“Our education centers are like boarding schools where the students eat and live for free,” said Shohrat Zakir, deputy Chinese Communist Party secretary of Xinjiang Uighur Autonomous Region in western China, earlier this month.

Yet, whereas many boarding school budgets typically include school supplies, textbooks and athletic equipment, an Agence France-Presse analysis of official budget documents found that China’s “boarding schools” in Xinjiang purchased police batons, cattle prods, handcuffs and pepper spray.

“China’s claims that its Xinjiang camps are voluntary training facilities are outright lies,” the United States Mission to the United Nations and other international organizations in Geneva said in a recent tweet.

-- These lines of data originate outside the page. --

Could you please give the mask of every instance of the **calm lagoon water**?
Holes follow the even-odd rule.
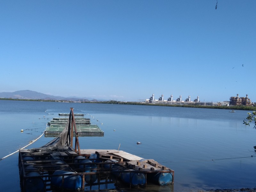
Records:
[[[73,107],[105,132],[79,137],[81,149],[117,149],[121,144],[121,150],[174,170],[174,191],[256,187],[256,158],[245,157],[254,154],[256,130],[243,124],[251,111],[8,100],[0,100],[0,158],[37,138],[48,121]],[[53,139],[43,137],[27,148]],[[20,191],[18,159],[17,153],[0,161],[0,191]]]

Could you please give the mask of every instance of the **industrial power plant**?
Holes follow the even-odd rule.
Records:
[[[162,94],[162,96],[158,99],[155,99],[155,95],[152,94],[152,96],[148,99],[146,100],[146,102],[149,103],[155,104],[156,103],[161,103],[162,104],[169,104],[170,105],[184,105],[186,104],[191,104],[193,103],[199,103],[199,97],[197,96],[197,98],[193,101],[190,100],[191,97],[190,96],[185,100],[182,100],[182,97],[181,95],[180,95],[180,97],[176,100],[173,100],[173,96],[171,95],[171,97],[167,100],[164,99],[164,95]]]
[[[167,105],[208,105],[210,106],[228,106],[229,105],[244,106],[252,106],[252,103],[251,100],[248,98],[248,95],[246,94],[246,97],[239,97],[238,94],[237,94],[236,97],[231,97],[229,101],[223,101],[218,102],[201,102],[199,100],[199,96],[195,99],[193,101],[190,100],[191,97],[189,96],[185,100],[182,100],[181,95],[180,95],[176,100],[173,100],[173,97],[172,95],[171,95],[167,100],[164,100],[164,95],[162,94],[157,99],[155,98],[155,95],[152,94],[152,96],[149,99],[146,99],[145,102],[147,103],[152,104],[165,104]]]

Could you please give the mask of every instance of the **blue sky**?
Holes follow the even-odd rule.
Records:
[[[0,92],[256,102],[256,1],[216,3],[0,0]]]

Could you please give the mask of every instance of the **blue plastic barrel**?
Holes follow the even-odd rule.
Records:
[[[29,169],[31,167],[28,168]],[[31,172],[26,174],[27,177],[41,176],[37,172]],[[26,180],[25,188],[26,192],[43,192],[44,191],[44,183],[42,178],[29,178]]]
[[[77,164],[77,167],[79,170],[78,171],[83,172],[96,172],[97,166],[92,164],[92,162],[84,157],[77,156],[75,158],[75,163]],[[87,164],[85,164],[86,163]],[[85,181],[87,183],[94,183],[97,179],[97,176],[96,174],[86,175]]]
[[[132,171],[128,169],[125,171],[130,172],[122,172],[121,173],[121,179],[125,183],[131,183],[133,186],[143,186],[146,183],[146,177],[143,173],[135,173]]]
[[[53,175],[60,175],[75,173],[74,172],[58,170]],[[62,186],[62,176],[52,176],[51,181],[51,185],[59,187],[63,187],[65,189],[73,191],[79,191],[81,188],[82,180],[80,175],[66,175],[64,176],[64,182]]]
[[[154,181],[160,185],[165,185],[172,183],[172,176],[171,173],[158,173],[153,177]]]

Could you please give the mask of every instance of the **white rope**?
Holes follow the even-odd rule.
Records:
[[[20,149],[24,149],[24,148],[25,148],[27,147],[28,147],[28,146],[29,145],[31,145],[31,144],[32,144],[32,143],[34,143],[34,142],[35,142],[35,141],[36,141],[36,140],[38,140],[38,139],[39,139],[39,138],[40,138],[41,137],[42,137],[42,136],[43,136],[43,135],[44,135],[44,132],[45,132],[45,131],[44,131],[44,132],[43,133],[43,134],[42,134],[42,135],[40,135],[40,136],[39,137],[38,137],[38,138],[37,138],[37,139],[36,139],[36,140],[33,140],[33,141],[32,141],[30,143],[29,143],[29,144],[28,144],[28,145],[26,145],[26,146],[25,147],[23,147],[22,148],[21,148]],[[3,157],[2,158],[1,158],[1,159],[0,159],[0,161],[1,161],[1,160],[2,160],[3,159],[5,159],[5,158],[6,158],[6,157],[9,157],[9,156],[11,156],[11,155],[13,155],[13,154],[14,154],[14,153],[17,153],[17,152],[18,152],[18,151],[19,151],[19,150],[20,150],[20,149],[19,149],[19,150],[17,150],[17,151],[15,151],[14,152],[13,152],[13,153],[11,153],[11,154],[9,154],[9,155],[7,155],[7,156],[5,156],[5,157]]]

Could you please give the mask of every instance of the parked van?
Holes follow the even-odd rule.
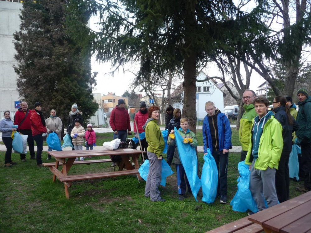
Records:
[[[224,114],[228,119],[236,119],[238,118],[239,106],[238,105],[226,106],[224,109]]]

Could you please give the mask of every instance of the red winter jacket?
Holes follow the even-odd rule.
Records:
[[[145,130],[142,129],[142,126],[147,121],[147,119],[148,119],[148,111],[146,113],[143,114],[140,112],[140,111],[138,111],[138,112],[135,114],[135,117],[134,117],[134,120],[136,121],[137,123],[137,127],[138,128],[138,132],[141,133],[145,132]],[[136,130],[136,126],[134,123],[134,132],[137,132]]]
[[[15,112],[14,116],[14,124],[18,126],[17,130],[31,130],[31,123],[30,122],[30,117],[31,116],[31,110],[29,109],[27,110],[29,111],[27,116],[25,120],[23,122],[21,126],[20,125],[21,121],[25,117],[26,114],[25,112],[22,110],[21,108],[19,108],[18,110]]]
[[[42,134],[44,133],[46,133],[46,128],[42,125],[40,115],[34,110],[31,111],[31,116],[30,117],[30,121],[31,122],[32,136],[35,136],[38,134]]]
[[[124,107],[116,106],[110,114],[109,124],[114,132],[117,130],[131,130],[130,116]]]
[[[96,136],[95,132],[93,130],[91,132],[88,130],[86,130],[85,140],[87,140],[88,145],[92,145],[93,143],[96,143]]]

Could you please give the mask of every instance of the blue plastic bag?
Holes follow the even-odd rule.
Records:
[[[218,171],[215,159],[207,148],[207,153],[203,157],[204,164],[202,169],[201,182],[203,197],[202,201],[208,204],[215,201],[217,195]]]
[[[249,209],[254,213],[258,212],[258,208],[249,190],[249,165],[245,164],[245,161],[242,161],[238,164],[238,169],[240,177],[237,180],[239,182],[238,191],[230,202],[232,210],[245,212]]]
[[[63,138],[64,140],[64,143],[62,146],[62,148],[63,149],[65,147],[68,147],[70,146],[71,148],[73,148],[73,145],[71,143],[71,140],[70,139],[70,135],[69,134],[66,134],[65,135],[65,137]]]
[[[17,153],[22,154],[23,139],[19,133],[17,132],[15,132],[15,133],[12,132],[11,137],[13,139],[12,142],[13,149]]]
[[[300,147],[296,144],[293,145],[292,151],[290,154],[288,160],[288,168],[289,169],[290,177],[296,177],[297,180],[299,180],[298,173],[299,170],[299,163],[298,161],[298,154],[301,153]]]
[[[161,173],[161,183],[160,184],[162,186],[165,186],[166,182],[166,177],[169,176],[174,173],[169,165],[164,159],[161,161],[162,165],[162,171]],[[145,180],[147,181],[147,178],[148,176],[148,172],[149,172],[149,160],[146,159],[144,163],[142,164],[139,169],[138,170],[139,172],[140,176]]]
[[[59,139],[56,133],[54,132],[49,134],[46,138],[46,143],[52,150],[62,150]]]
[[[185,144],[183,142],[183,139],[177,132],[176,127],[174,127],[174,131],[179,159],[189,181],[192,194],[195,200],[197,201],[197,195],[201,187],[201,181],[197,176],[197,158],[195,149],[188,143]]]

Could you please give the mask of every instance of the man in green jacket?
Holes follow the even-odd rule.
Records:
[[[258,116],[254,119],[245,163],[250,166],[249,190],[260,211],[278,204],[275,188],[275,173],[283,148],[282,126],[272,112],[267,112],[269,102],[265,97],[256,98]],[[248,215],[253,213],[249,212]]]
[[[300,126],[296,135],[301,148],[301,168],[304,175],[299,178],[304,182],[295,190],[306,193],[311,190],[311,97],[308,89],[304,87],[298,90],[297,96],[299,109],[297,121]]]
[[[240,128],[239,130],[239,139],[242,146],[240,161],[245,160],[249,145],[251,130],[253,125],[252,120],[257,116],[253,104],[256,98],[256,94],[251,90],[246,90],[243,93],[242,100],[244,104],[243,107],[245,112],[240,120]]]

China is arbitrarily detaining more than 1 million Uighurs, ethnic Kazakhs and other members of Muslim minority groups “under horrific conditions in Xinjiang’s internment camps,” said Ambassador Kelley Currie, a U.S. representative at the United Nations.

Hiding the truth

The camps are part of an ongoing campaign to suppress ethnic minority cultures in western China, where prisoners are tortured, abused, and forced to renounce their religion and memorize Chinese Communist Party slogans, according to survivors.

Internal documents acknowledged the reality inside the camps: Chinese Communist Party Secretary of Xinjiang Chen Quanguo stated that the camps should “teach like a school, be managed like the military, and be defended like a prison.”

The State Department’s recent Human Rights Report notes that the security budget for Xinjiang has increased more than 300 percent in recent years and the local government has advertised for more than 90,000 security-related jobs.

The ongoing repression has destroyed local communities in Xinjiang, with people disappearing for crimes as minor as speaking their ethnic language in school or fasting during Muslim religious holidays. And once they disappear, families stop hearing from them, with no idea what is happening to them or if they are alive.

As Secretary Pompeo said when he introduced the 2018 Human Rights Report, China is “in a league of its own when it comes to human rights violations.”